The Good Liar
"The tea is hot, but the blood is cold."
Watching Ian McKellen and Helen Mirren share a screen is one of those cinematic "about damn time" moments that shouldn't have taken until 2019 to happen. We’re talking about two of the most formidable titans of the British stage and screen, finally colliding in a movie that, on the surface, looks like a cozy Sunday afternoon thriller about elderly romance and internet dating. But let me tell you, I watched this while trying to assemble a particularly stubborn IKEA shelf, and I’m pretty sure Ian McKellen’s sinister grin is the reason I ended up putting the back panel on backwards. There is a coldness under the fingernails of this movie that I didn't see coming.
Released in the twilight months of 2019, The Good Liar arrived just as the "mid-budget adult thriller" was gasping its last breaths in the theatrical market. In an era where Disney was vacuuming up every spare cent with Endgame and Star Wars, a $10 million character study felt like a relic. It’s the kind of film that, today, would be buried in the "New Releases" row of a streaming service, watched between phone scrolls. But seeing it as a piece of contemporary cinema, it’s a fascinating look at how we still crave high-stakes human drama, even if the industry isn’t quite sure how to sell it anymore.

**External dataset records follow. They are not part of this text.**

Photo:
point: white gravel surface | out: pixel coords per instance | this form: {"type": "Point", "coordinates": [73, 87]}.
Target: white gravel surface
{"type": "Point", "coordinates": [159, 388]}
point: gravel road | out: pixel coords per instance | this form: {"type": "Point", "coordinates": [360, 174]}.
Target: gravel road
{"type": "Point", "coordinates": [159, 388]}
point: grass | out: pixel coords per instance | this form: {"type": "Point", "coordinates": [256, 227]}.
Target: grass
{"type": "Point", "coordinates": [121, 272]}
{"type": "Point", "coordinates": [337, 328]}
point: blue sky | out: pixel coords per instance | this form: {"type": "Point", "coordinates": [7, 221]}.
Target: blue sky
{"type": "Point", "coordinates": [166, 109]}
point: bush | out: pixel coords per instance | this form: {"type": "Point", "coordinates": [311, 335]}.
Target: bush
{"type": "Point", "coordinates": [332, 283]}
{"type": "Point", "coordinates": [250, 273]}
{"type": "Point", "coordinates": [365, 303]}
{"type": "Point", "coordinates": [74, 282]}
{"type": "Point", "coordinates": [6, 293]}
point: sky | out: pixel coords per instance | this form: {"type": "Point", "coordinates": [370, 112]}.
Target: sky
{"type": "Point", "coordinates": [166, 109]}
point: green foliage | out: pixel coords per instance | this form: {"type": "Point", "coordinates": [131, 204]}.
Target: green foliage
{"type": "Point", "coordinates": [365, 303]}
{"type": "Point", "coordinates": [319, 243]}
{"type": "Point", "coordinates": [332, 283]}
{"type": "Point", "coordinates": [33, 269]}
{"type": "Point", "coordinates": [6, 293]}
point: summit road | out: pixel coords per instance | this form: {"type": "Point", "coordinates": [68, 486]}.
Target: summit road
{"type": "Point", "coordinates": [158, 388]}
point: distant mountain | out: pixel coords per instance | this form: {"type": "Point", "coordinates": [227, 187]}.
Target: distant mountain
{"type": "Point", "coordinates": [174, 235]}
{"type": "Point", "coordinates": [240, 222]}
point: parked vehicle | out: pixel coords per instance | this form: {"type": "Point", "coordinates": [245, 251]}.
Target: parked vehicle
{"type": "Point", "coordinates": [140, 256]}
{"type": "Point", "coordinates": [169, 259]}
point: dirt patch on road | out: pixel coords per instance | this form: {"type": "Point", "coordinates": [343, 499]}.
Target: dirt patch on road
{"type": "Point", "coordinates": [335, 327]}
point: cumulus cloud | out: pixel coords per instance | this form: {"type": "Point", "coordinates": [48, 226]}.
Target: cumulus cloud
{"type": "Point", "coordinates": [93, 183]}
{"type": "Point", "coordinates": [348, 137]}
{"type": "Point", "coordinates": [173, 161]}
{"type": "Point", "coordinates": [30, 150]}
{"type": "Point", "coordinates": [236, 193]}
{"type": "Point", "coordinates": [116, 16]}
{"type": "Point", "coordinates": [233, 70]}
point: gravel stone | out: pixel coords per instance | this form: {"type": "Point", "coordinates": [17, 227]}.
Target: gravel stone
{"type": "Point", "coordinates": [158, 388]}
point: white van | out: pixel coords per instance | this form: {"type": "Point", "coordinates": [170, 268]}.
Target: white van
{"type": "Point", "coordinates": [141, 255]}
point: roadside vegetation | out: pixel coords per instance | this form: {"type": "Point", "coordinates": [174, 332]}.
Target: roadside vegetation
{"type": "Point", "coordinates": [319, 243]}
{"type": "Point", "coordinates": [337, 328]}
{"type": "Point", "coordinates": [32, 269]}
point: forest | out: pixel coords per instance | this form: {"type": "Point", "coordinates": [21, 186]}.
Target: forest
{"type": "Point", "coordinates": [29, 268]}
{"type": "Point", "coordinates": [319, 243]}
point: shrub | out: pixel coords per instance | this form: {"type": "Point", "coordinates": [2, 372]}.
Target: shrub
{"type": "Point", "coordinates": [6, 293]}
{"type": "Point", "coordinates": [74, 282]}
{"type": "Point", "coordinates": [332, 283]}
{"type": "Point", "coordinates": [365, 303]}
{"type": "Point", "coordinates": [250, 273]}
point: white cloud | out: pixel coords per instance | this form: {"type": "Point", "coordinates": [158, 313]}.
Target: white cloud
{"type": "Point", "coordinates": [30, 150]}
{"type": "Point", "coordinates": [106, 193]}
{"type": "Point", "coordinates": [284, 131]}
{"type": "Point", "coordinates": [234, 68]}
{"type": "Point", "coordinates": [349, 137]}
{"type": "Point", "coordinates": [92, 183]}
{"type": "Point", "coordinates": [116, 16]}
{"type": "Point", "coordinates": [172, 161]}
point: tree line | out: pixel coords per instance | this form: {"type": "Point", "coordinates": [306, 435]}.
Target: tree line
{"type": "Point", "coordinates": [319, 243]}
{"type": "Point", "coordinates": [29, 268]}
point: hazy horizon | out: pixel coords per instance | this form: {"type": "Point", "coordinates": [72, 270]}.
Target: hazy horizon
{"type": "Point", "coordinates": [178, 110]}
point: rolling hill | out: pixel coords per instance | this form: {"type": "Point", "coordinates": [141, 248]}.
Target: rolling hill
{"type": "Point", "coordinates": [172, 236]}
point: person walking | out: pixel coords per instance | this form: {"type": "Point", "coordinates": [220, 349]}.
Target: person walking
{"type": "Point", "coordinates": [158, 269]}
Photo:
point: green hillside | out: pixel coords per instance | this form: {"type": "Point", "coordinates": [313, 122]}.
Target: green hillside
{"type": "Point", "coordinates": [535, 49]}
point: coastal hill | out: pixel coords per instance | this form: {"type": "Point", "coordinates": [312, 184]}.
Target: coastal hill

The Long Con and the Sharp Sting
The setup is classic noir: Ian McKellen plays Roy Courtnay, a career grifter who meets Helen Mirren’s Betty McLeish on a dating site. Roy is a predatory shark in a Savile Row suit; he doesn't just want Betty's money, he wants the satisfaction of the kill. Betty is a wealthy widow, seemingly soft and vulnerable, living in a beige suburban house that screams "rob me." Roy’s plan is simple: move in, merge the bank accounts, and disappear.
What I loved about the first half of this film is the sheer procedural joy of the grift. Bill Condon, who previously directed McKellen to an Oscar nomination in Gods and Monsters, lets the camera linger on the mechanics of Roy’s various scams. We see him running a side-hustle involving fraudulent investment schemes with his partner-in-crime, played by Jim Carter (yes, Carson from Downton Abbey is breaking bad here). Ian McKellen is clearly having the time of his life playing a man who is essentially a human personification of a '404 Error'—he is whatever you want him to be, provided it helps him steal your pension.
However, the film takes a sharp, jagged turn in the final act. It shifts from a light-fingered caper into something much darker, involving secrets from the Second World War and a tonal pivot that left many critics feeling whiplashed. Personally, I found the shift daring, even if it’s a bit clunky. It moves from a "cat and mouse" game to a "who is actually the cat?" scenario, and while the logic gets a bit strained, Mirren handles the transition with her signature icy brilliance.
A Relic of the "In-Between" Era
There’s a specific kind of "Contemporary Obscurity" that happens to films like The Good Liar. It didn't fail at the box office—it actually tripled its budget—but it has almost entirely evaporated from the cultural conversation. Why? Because it’s a film that demands you pay attention to the dialogue rather than the spectacle. In the age of franchise fatigue, we often complain that "they don't make movies for grown-ups anymore," yet when they do, we often let them slip through the cracks.
Interestingly, the film uses de-aging technology during a pivotal flashback sequence to show Roy and Betty in their youth. In 2019, this was the "it" technology, with Martin Scorsese’s The Irishman dominating the headlines for the same trick. Here, it’s used more sparingly, but it serves as a reminder of the era’s obsession with looking backward while moving forward. It’s a film about the weight of history, filmed with the tools of the future.
The supporting cast is equally sharp. Russell Tovey (from Years and Years) plays Betty’s grandson, Steven, and he serves as the audience surrogate—the only person in the room who seems to realize that Roy is about as trustworthy as a chocolate teapot. The tension between Tovey and McKellen provides the film's most grounded moments, acting as a buffer against the more melodramatic flourishes of the plot.
Stuff You Didn't Notice
One of the more interesting behind-the-scenes tidbits is that despite their decades-long careers and mutual respect, Mirren and McKellen had never actually worked together on a film before this. They did a Broadway run of The Dance of Death in the early 2000s, but this was their celluloid debut as a duo.
You can also feel the influence of composer Carter Burwell (a frequent Coen Brothers collaborator) in the score. He avoids the typical "thriller" stings and instead opts for something that feels slightly off-kilter and mischievous. It’s a score that tells you you’re being lied to long before the characters do. Also, keep an eye out for the location work; the film moves from the claustrophobic London suburbs to the sleek streets of Berlin, emphasizing the "European thriller" vibe that felt so prevalent in the mid-2010s.
Ultimately, The Good Liar is a sturdy, well-acted piece of entertainment that perhaps tries a little too hard to be "important" in its final twenty minutes. It starts as a delightful romp about a bad man doing bad things and ends as a grim meditation on vengeance and the persistence of evil. While that tonal leap might not land for everyone, it’s worth the price of admission just to see Mirren and McKellen trade barbs over tea and biscuits. If you’re looking for a thriller that respects your intelligence and doesn't involve a single cape or explosion, this is a lie worth believing. Just don't expect to feel particularly warm and fuzzy when the credits roll.